Hoverson, who's worked in over two dozen tracks including Santa Anita and Churchill Downs, arrived at the track at 5:30 AM to work horses, which helps him gain a sense of a thoroughbred's tendencies and preferences. His first ride is a colt—a maiden who “failed to menace” in his two trips to the gate this season—in a six-and-a-half-furlong spring for $25,000 claimers. At 10-to-1, the horse was given the second-longest preliminary odds by the morning line handicapper. “If I get lucky, I hope to lay about third in the race,” he says, sitting on the bench in his stall. “He can run a bit but he's still a little green and hasn't quite figured the game out yet. I try to give him a clean trip and teach him things. You can only do what they'll let you.”

Hoverson slips on the blue-and-white silks that belong to the owner of the horse. “The average rider has maybe a ten percent effect on the performance of the horse,” he says. “You've got to feel what horses are capable of, what they're happy with. You've got to place your hands where they like it. Some horses like a shorter cross, some like a longer, leaner cross. Some of them don't want much of a hold; some do.”

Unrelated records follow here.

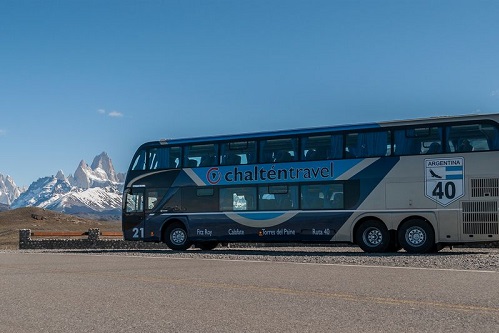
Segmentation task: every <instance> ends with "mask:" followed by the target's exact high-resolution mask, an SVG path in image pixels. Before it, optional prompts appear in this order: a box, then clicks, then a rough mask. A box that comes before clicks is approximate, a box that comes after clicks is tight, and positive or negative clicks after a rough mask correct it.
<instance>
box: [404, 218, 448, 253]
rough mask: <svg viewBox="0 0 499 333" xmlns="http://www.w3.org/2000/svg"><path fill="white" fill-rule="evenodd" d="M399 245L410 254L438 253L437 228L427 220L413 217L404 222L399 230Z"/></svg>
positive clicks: (422, 218)
mask: <svg viewBox="0 0 499 333" xmlns="http://www.w3.org/2000/svg"><path fill="white" fill-rule="evenodd" d="M397 237H398V241H399V244H400V245H401V246H402V248H404V250H406V251H407V252H410V253H428V252H436V251H437V250H438V249H439V248H438V245H437V244H436V243H435V228H434V227H433V225H432V224H431V223H430V221H428V220H427V219H425V218H423V217H420V216H411V217H408V218H406V219H405V220H403V221H402V222H401V223H400V225H399V227H398V230H397Z"/></svg>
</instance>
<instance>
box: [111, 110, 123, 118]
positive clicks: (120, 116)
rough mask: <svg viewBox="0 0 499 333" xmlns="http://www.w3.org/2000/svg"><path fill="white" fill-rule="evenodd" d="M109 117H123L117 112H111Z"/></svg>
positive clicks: (122, 113)
mask: <svg viewBox="0 0 499 333" xmlns="http://www.w3.org/2000/svg"><path fill="white" fill-rule="evenodd" d="M108 116H109V117H123V113H121V112H118V111H111V112H109V113H108Z"/></svg>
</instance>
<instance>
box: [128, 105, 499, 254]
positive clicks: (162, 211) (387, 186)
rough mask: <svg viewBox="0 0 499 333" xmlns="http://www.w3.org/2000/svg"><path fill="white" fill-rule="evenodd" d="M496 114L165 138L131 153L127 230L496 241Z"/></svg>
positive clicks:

A buzzer sounds inside the jocks' room—fifteen minutes until the race—and the jockeys move into the paddock, where they make anxious banter with trainers and owners and mount their horses for the post parade. From the grandstand, I watch the race go how Hoverson doesn't want it to go. Rather than lying third, his young horse trails immediately after departing the gate, lingering on the outside from the first turn and hanging back throughout the race.

I wander back into the jocks' room after the race. “The horse is just being timid,” he tells me, mopping the mud beard caked on the bottom half of his face with a sponge. “He's got more than that, but when a horse moves beside him you can feel him twitch. Instead of running like he can, running free, he's running with me pushing him, and at this point in time I can't make him go quickly as I could in the past.”